Can Large Language Models Function as Qualified Pediatricians? A Systematic Evaluation in Real-World Clinical Contexts
- URL: http://arxiv.org/abs/2511.13381v1
- Date: Mon, 17 Nov 2025 13:54:00 GMT
- Title: Can Large Language Models Function as Qualified Pediatricians? A Systematic Evaluation in Real-World Clinical Contexts
- Authors: Siyu Zhu, Mouxiao Bian, Yue Xie, Yongyu Tang, Zhikang Yu, Tianbin Li, Pengcheng Chen, Bing Han, Jie Xu, Xiaoyan Dong,
- Abstract summary: With the rapid rise of large language models (LLMs) in medicine, a key question is whether they can function as competent pediatricians in real-world clinical settings.<n>We developed PEDIASBench, a systematic evaluation framework centered on a knowledge-system framework and tailored to realistic clinical environments.<n>We evaluated 12 representative models released over the past two years, including GPT-4o, Qwen3-235B-A22B, and DeepSeek-V3, covering 19 pediatric subspecialties and 211 prototypical diseases.
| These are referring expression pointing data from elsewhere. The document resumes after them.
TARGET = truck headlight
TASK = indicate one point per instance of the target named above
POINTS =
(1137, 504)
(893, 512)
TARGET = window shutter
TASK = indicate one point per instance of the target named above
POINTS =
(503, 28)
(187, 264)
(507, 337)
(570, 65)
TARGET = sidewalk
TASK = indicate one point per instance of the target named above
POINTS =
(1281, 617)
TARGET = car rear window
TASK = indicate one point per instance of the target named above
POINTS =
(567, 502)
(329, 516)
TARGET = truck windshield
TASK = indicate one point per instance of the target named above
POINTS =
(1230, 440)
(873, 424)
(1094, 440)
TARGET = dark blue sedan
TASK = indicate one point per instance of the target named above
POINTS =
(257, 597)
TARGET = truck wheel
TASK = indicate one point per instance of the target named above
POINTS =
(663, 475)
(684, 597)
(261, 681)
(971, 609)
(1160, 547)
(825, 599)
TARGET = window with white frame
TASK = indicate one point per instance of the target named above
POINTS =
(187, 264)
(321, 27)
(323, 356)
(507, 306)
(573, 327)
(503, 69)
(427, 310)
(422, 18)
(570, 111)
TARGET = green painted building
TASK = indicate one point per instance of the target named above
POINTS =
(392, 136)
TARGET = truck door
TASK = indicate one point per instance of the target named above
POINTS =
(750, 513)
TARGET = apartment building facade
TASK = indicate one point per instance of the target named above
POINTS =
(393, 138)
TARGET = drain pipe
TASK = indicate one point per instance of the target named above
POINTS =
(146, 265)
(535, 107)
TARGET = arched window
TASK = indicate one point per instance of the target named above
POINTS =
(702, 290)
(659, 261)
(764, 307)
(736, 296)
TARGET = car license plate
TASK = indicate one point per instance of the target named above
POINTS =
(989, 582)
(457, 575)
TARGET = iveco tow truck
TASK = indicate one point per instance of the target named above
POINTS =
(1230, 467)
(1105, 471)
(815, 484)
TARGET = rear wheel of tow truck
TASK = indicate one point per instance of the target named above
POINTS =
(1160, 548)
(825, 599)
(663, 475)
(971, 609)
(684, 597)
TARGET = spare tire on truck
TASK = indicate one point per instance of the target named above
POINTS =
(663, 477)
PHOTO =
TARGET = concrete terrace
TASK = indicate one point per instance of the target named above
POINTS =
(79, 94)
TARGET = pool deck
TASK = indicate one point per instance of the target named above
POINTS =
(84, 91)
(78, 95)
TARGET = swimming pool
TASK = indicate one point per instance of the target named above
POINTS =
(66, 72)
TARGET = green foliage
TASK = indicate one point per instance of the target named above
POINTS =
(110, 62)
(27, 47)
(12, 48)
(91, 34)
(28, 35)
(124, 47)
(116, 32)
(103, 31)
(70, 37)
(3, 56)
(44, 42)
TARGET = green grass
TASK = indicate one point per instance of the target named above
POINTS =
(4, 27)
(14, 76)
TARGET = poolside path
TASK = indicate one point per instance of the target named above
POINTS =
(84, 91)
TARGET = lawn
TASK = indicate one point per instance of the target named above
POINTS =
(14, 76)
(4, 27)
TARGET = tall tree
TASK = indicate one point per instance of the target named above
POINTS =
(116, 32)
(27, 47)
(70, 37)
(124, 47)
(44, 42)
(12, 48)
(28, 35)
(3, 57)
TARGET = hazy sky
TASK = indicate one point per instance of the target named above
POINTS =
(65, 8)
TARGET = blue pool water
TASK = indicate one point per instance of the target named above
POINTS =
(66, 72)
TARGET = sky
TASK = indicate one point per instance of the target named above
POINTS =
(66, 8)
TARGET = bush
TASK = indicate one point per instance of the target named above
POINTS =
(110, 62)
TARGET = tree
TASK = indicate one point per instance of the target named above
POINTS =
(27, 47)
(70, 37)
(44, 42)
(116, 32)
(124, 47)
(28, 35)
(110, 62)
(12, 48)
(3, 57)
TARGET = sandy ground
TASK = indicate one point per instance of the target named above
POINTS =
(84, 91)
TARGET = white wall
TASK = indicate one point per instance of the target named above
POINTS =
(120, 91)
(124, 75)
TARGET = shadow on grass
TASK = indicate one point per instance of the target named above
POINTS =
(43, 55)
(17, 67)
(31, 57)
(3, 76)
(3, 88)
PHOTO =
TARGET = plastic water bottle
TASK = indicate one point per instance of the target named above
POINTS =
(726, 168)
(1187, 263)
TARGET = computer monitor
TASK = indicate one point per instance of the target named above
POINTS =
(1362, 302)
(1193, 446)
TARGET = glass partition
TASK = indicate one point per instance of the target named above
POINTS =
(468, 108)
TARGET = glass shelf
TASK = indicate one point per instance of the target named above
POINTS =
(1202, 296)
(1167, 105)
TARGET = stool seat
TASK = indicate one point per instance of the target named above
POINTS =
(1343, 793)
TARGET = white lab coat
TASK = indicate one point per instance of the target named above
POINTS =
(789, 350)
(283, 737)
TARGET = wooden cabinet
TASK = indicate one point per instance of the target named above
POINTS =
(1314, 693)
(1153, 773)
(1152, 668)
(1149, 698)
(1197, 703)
- Score: 9.274932109971358
- License: http://arxiv.org/licenses/nonexclusive-distrib/1.0/
- Abstract: With the rapid rise of large language models (LLMs) in medicine, a key question is whether they can function as competent pediatricians in real-world clinical settings. We developed PEDIASBench, a systematic evaluation framework centered on a knowledge-system framework and tailored to realistic clinical environments. PEDIASBench assesses LLMs across three dimensions: application of basic knowledge, dynamic diagnosis and treatment capability, and pediatric medical safety and medical ethics. We evaluated 12 representative models released over the past two years, including GPT-4o, Qwen3-235B-A22B, and DeepSeek-V3, covering 19 pediatric subspecialties and 211 prototypical diseases. State-of-the-art models performed well on foundational knowledge, with Qwen3-235B-A22B achieving over 90% accuracy on licensing-level questions, but performance declined ~15% as task complexity increased, revealing limitations in complex reasoning. Multiple-choice assessments highlighted weaknesses in integrative reasoning and knowledge recall. In dynamic diagnosis and treatment scenarios, DeepSeek-R1 scored highest in case reasoning (mean 0.58), yet most models struggled to adapt to real-time patient changes. On pediatric medical ethics and safety tasks, Qwen2.5-72B performed best (accuracy 92.05%), though humanistic sensitivity remained limited. These findings indicate that pediatric LLMs are constrained by limited dynamic decision-making and underdeveloped humanistic care. Future development should focus on multimodal integration and a clinical feedback-model iteration loop to enhance safety, interpretability, and human-AI collaboration. While current LLMs cannot independently perform pediatric care, they hold promise for decision support, medical education, and patient communication, laying the groundwork for a safe, trustworthy, and collaborative intelligent pediatric healthcare system.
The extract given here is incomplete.